Q: If at the end of all of this you and your panel have done a good job, what does that look like?
A: Wow, that’s a tough one. I suspect it will be a comparative measure. We will have wasted comparatively less money, and spent more on comparatively more successful programs. If as the result of our panel’s work, Treasury takes a more comprehensive perspective on how to commit $3 trillion of taxpayer money, then we succeed.
Q: And what happens if they keep being unresponsive? What can you do?
A: They’ve already changed. Secretary Paulson asked for $700 billion announcing one program, and within weeks had changed directions entirely. The current Treasury has recognized that as a strategy that will not be tolerated.
Q: Is there anything else that you would want people to understand?
A: I don’t have a badge and a gun.
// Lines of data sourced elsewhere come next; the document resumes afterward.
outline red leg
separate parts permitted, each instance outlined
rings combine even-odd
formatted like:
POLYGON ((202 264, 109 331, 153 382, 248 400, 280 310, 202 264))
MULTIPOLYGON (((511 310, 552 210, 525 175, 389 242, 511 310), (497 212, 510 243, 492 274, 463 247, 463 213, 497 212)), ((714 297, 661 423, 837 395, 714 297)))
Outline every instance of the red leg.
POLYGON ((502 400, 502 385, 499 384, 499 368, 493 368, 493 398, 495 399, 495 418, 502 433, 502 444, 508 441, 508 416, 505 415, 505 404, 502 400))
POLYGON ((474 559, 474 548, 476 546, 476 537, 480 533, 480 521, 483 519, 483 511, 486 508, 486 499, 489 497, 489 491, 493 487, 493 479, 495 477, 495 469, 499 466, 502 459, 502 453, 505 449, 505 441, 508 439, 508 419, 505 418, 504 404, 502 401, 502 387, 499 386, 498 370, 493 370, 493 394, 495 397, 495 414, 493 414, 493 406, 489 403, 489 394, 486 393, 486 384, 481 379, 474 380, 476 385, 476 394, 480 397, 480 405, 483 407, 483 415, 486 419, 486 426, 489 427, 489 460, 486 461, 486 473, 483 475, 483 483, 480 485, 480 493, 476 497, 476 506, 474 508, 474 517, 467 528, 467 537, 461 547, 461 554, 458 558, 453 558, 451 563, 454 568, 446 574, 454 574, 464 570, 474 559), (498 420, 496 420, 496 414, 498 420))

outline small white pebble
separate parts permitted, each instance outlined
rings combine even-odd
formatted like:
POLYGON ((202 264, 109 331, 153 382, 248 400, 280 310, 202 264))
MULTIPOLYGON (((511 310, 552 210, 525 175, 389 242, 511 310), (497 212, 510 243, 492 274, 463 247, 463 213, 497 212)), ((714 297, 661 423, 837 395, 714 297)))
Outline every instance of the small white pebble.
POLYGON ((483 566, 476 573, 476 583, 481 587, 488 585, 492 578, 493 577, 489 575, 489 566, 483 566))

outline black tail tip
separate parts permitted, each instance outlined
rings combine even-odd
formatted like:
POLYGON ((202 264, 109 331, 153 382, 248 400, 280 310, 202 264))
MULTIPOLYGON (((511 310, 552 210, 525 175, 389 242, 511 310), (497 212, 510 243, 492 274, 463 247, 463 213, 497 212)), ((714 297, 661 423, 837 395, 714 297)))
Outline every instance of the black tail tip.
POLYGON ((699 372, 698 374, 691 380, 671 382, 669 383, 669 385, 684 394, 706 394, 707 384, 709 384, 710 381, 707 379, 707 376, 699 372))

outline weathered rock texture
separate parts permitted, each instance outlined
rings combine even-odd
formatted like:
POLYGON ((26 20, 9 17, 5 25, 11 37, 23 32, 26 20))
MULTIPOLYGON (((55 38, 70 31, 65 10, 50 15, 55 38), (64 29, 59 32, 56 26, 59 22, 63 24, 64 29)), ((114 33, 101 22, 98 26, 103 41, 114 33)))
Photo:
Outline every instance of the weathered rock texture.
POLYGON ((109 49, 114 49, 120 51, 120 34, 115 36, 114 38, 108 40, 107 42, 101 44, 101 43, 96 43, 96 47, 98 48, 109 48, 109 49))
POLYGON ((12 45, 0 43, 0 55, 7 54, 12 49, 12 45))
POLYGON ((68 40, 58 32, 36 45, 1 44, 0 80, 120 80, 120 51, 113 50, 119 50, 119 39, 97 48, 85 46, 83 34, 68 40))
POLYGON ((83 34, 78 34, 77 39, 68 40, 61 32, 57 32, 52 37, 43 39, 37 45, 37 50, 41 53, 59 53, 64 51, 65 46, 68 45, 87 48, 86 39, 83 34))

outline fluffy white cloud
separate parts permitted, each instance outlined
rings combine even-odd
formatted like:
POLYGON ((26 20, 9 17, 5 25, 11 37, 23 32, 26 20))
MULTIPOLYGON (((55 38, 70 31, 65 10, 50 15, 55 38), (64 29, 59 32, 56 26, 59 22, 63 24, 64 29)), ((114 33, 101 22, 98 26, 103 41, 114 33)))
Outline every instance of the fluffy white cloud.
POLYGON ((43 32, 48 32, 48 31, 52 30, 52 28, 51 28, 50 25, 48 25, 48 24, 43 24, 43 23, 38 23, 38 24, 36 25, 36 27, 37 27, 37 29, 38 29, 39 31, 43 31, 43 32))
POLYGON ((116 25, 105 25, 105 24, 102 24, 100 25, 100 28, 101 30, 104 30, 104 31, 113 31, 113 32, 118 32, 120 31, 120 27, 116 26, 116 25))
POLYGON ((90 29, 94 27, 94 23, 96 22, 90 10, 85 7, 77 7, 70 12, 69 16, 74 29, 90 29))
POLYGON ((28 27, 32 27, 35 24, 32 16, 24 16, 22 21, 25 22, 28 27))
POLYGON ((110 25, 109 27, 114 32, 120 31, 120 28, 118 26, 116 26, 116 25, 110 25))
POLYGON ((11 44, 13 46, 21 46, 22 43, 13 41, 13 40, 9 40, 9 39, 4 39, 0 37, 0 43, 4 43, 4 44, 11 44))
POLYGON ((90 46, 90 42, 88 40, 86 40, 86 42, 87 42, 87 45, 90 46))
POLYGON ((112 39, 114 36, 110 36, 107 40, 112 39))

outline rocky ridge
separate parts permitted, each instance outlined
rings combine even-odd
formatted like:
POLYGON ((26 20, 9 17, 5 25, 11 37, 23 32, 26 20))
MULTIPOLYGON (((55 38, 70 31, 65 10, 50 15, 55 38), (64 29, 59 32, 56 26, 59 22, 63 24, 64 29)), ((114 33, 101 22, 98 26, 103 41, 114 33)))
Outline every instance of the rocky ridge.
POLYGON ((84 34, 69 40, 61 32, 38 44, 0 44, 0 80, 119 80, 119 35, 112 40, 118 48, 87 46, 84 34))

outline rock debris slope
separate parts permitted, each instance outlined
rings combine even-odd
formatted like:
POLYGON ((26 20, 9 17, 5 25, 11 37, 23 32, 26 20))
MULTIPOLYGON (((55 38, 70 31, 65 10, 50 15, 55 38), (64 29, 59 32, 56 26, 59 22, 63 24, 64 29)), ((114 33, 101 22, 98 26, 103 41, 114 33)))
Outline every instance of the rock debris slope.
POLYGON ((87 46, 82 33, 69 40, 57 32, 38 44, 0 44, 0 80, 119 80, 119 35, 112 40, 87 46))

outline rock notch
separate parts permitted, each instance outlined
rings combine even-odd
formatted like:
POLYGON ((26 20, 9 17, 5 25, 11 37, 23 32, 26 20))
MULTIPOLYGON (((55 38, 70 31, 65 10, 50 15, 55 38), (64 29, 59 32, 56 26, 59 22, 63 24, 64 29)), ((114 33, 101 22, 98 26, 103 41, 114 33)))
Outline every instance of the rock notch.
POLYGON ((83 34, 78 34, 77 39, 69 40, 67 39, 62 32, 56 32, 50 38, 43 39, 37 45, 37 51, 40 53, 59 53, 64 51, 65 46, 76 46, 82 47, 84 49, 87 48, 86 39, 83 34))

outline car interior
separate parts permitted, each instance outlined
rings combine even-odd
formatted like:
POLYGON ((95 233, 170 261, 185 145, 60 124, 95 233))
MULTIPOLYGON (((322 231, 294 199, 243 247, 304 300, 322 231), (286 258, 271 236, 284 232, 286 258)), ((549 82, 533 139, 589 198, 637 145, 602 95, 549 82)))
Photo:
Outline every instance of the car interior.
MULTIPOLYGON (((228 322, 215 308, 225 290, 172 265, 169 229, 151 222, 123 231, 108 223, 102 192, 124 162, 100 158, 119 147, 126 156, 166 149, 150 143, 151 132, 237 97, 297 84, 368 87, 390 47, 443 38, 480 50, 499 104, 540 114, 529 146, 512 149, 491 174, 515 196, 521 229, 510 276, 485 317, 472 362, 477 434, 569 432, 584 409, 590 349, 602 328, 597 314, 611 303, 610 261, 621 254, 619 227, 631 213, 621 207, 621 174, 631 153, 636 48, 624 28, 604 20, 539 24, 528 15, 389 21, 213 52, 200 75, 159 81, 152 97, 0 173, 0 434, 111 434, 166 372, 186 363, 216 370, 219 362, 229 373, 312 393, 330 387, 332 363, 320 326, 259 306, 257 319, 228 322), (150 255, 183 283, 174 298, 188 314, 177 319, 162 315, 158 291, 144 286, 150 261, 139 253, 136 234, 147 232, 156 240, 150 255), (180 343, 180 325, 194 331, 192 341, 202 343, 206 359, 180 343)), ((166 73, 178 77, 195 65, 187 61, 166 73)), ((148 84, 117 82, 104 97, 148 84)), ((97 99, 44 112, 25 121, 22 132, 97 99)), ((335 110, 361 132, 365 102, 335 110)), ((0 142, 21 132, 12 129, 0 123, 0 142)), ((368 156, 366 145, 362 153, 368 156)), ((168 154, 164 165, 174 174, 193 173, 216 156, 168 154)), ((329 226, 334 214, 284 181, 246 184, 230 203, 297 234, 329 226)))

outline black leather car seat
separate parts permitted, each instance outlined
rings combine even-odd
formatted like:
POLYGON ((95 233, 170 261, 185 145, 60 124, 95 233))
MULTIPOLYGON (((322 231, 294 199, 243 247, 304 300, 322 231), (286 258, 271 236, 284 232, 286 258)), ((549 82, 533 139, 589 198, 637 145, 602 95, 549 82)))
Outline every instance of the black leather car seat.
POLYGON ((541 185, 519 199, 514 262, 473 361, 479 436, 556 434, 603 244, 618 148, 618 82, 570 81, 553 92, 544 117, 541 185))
The power of this panel is derived entirely from the voice of the American people. If they stay out of the policy debates, then Treasury can spend at will and reshape the American economy with no one in the room but insiders. If they are involved, the policies will look different.
It’s the design of the rules going forward that will tell us or that will determine whether we are moving to a cyclical economy with high wealth, high risk, and crashes every 10 to 15 years. Or whether we will emerge, as we did following the new regulatory reforms in the Great Depression, with a more stable economic system that benefits people across the economic spectrum. It’s an amazing moment in history.